I held out my hands, and Henri took off the cuffs. Then he removed the cinch around my legs and unshackled me.

Chapter 80

I rubbed my wrists, stood up, drank down a bottle of cold water in one continuous swallow, those small pleasures giving me a boost of unexpected optimism. I thought about Leonard Zagami's enthusiasm. I imagined dusty old writing dreams coming true for me.

“Okay, let's do this,” I said.

Henri and I set up the awning against the side of the trailer, put out a couple of folding chairs and a card table in the thin strip of shade. With the trailer door open, cool air tickling our necks, we got down to business.

I showed Henri the contract, explained that Raven-Wofford would only make payments to the writer. I would pay Henri.

“Payments are made in installments,” I told him. “The first third is due on signing. The second payment comes on acceptance of the manuscript, and the final payment is due on publication.”

“Not a bad life insurance policy for you,” Henri said. He smiled brightly.

“Standard terms,” I said to Henri, “to protect the publisher from writers crashing in the middle of the project.”

We discussed our split, a laughably one-sided negotiation.

“It's my book, right?” Henri said, “and your name's going on it. That's worth more than money, Ben.”

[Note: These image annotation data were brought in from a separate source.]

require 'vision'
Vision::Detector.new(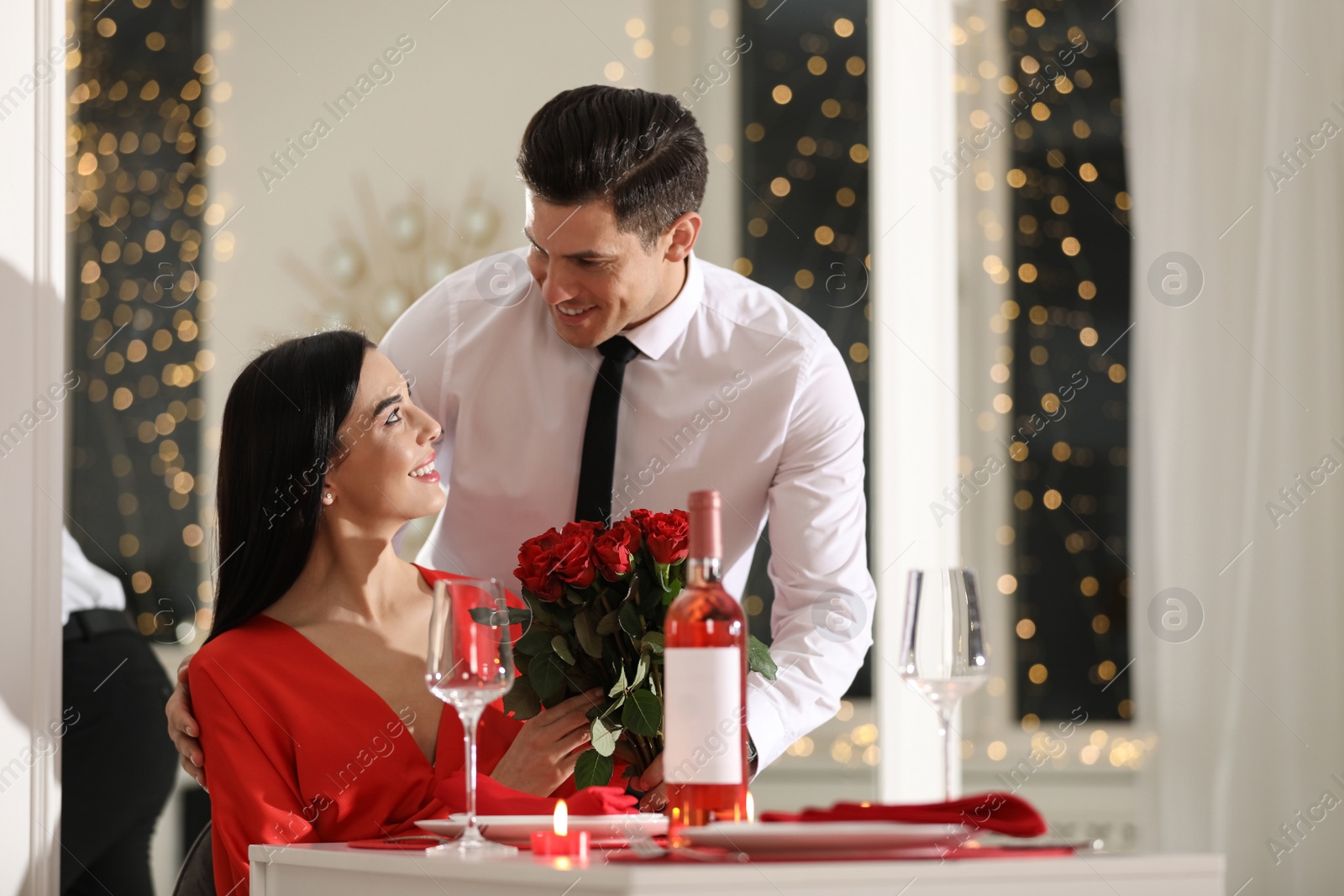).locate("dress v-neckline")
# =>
[254,563,448,773]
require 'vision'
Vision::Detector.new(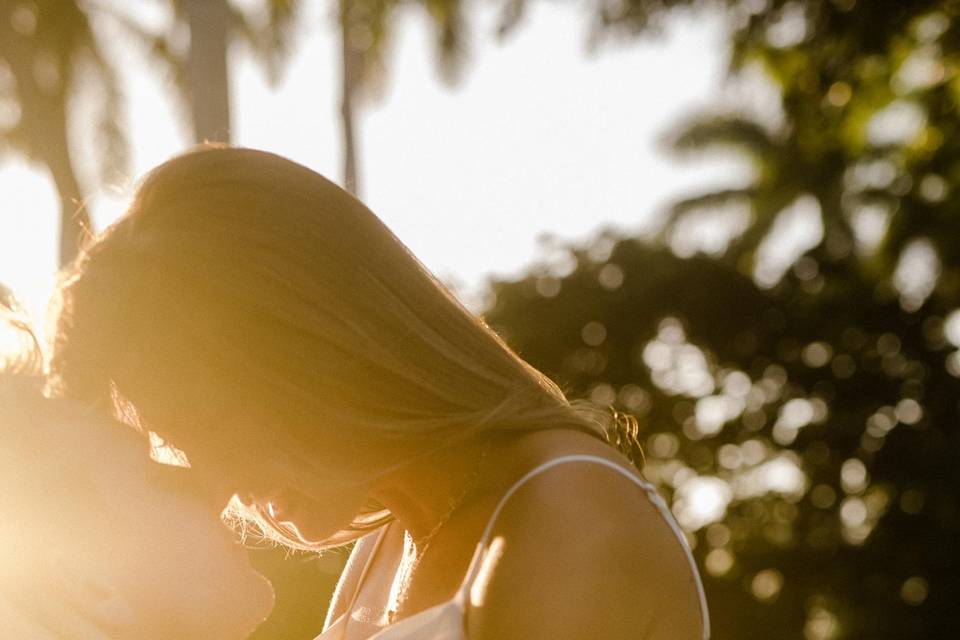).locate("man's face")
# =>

“So why don't I just work for free?” I said.

Henri smiled, said, “Got a pen?”

I handed one over, and Henri signed his nom de jour on the dotted lines, gave me the number of his bank account in Zurich.

I put the contract away, and Henri ran an electric cord out from the trailer. I booted up my laptop, turned on my tape recorder, gave it a sound test.

I said, “Ready to start?”

Henri said, “I'm going to tell you everything you need to know to write this book, but I'm not going to leave a trail of breadcrumbs, understand?”